7. The Political/Economic Issues Section. In comparison to last year's plan, the political section this year was developed taking into account Latvia's invitation to join the alliance:
- The section is comprised of 6 sub-sections: Latvia's preparations to become a reliable NATO ally; Democracy, the rule of law and human rights; Civil-military co-operation; Economic development and policy priorities; Commitments and contributions to Euro-Atlantic security; Public information policy.
- The structure of the section reflects the progress and results achieved since Latvia submitted its last plan to NATO;
- In consideration of the dialogue that took place with NATO states, this year's section provides more detailed information about the process of social integration underway in Latvia;
- Special attention is paid to issues related to combating corruption;
- A separate point is devoted to the issue of the evaluation of history, incl. issues concerning the Holocaust, its research and events devoted to its remembrance, all of which are important to NATO member states, particularly the U.S.;
- Taking into account that after the events of September 11th 2001, states have been confronted with new security challenges created by the proliferation of asymmetric resources and the resulting increased level of threat, special attention is paid to Latvia's active observance of a policy of non-proliferation, and the strengthening of arms controls. Likewise, Latvia's contributions to the strengthening of international security are reflected (e.g. participation in international operations);
- Special attention is paid to Latvia's readiness to both continue and expand assistance to countries in transition, mainly the nations in the CIS region, by sharing with them Latvia's experience of successful internal reform and Euro-Atlantic integration;
- The economic section reflects the country's ability, given its level of economic development, to fulfil NATO commitments and obligations;
- The successful implementation of a public information policy designed to bolster support for NATO is mentioned separately. The success of this policy is reflected in the support of Latvia's residents for NATO (67.4% in June 2003).

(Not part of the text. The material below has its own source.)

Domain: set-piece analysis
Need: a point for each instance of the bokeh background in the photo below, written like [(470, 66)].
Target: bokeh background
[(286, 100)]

8. The Defence/Military Issues Section. This section reviews the development of the defence sector and places emphasis on both the most important tasks completed during Latvia's previous Annual National Program cycle and further plans for 2004.
9. Latvia's Timetable for Completion of Reforms committed Latvia to reviewing its National Defence Concept and the structure of its National Armed Forces by the end of 2003. This process is already underway and Latvia plans to discuss the reviewed force structure in a separate Defence Review Committee meeting.
10. The goal of this force structure review is to improve the capabilities of the National Armed Forces in the areas of mobility (deployable capabilities), sustainability and effective mission capabilities. The future specialization of the armed forces will also be considered during this review process. The goal of the process is to increase the sustainability of the armed forces. These capabilities will be included in the packet of Alliance Force Proposals and other NATO programs.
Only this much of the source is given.